At first, the price expectations for this celebrated Giacometti sculpture look like an example of my favorite auction phenomenon, in which the presale estimate range is so wide that the high estimate nearly doubles the low estimate. (We can’t narrow those down a little, folks?) But in this case the gap stems from something much more notable than indecisiveness or volatility.
This cast of Le Nez (“The Nose”) is one of the prime lots that will hit the auction block (maybe, finally, mercifully) this November from the hotly pursued but long suffering collection of Harry and Linda Macklowe. It’s also a textbook example of what a bloody turf war the jointly owned art holdings of a divorcing couple can become; the two hugely different numbers above are the dueling valuations from Harry and Linda’s respective appraisers, according to Katya Kazakina’s analysis of court papers for her deep dive into the pending court-ordered auction.

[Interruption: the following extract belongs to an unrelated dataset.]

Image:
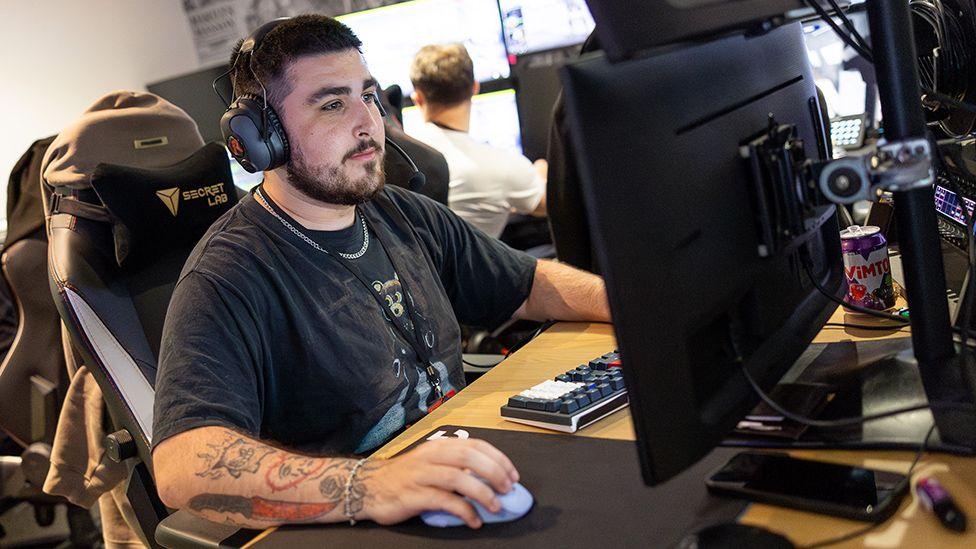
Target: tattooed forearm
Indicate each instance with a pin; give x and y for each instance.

Although COVID played a role in the sale’s extended delay, the divorce has largely been held up by the couple’s contentiousness. Remember, Harry and Linda’s collection was put into the hands of a court-appointed receiver (Michael Findlay of Acquavella Galleries) partly because their teams’ valuations ran into irreconcilable differences, as Le Nez illustrates. But with the court’s three-year sale deadline looming next year, we may finally see paddles go up for the Macklowes’ trophy-packed holdings starting this fall. Katya relays that “the expectation among people familiar with the matter” is that Sotheby’s has won the consignment. (Representatives for Sotheby’s and Christie’s had no comment. Findlay didn’t respond to requests to comment.)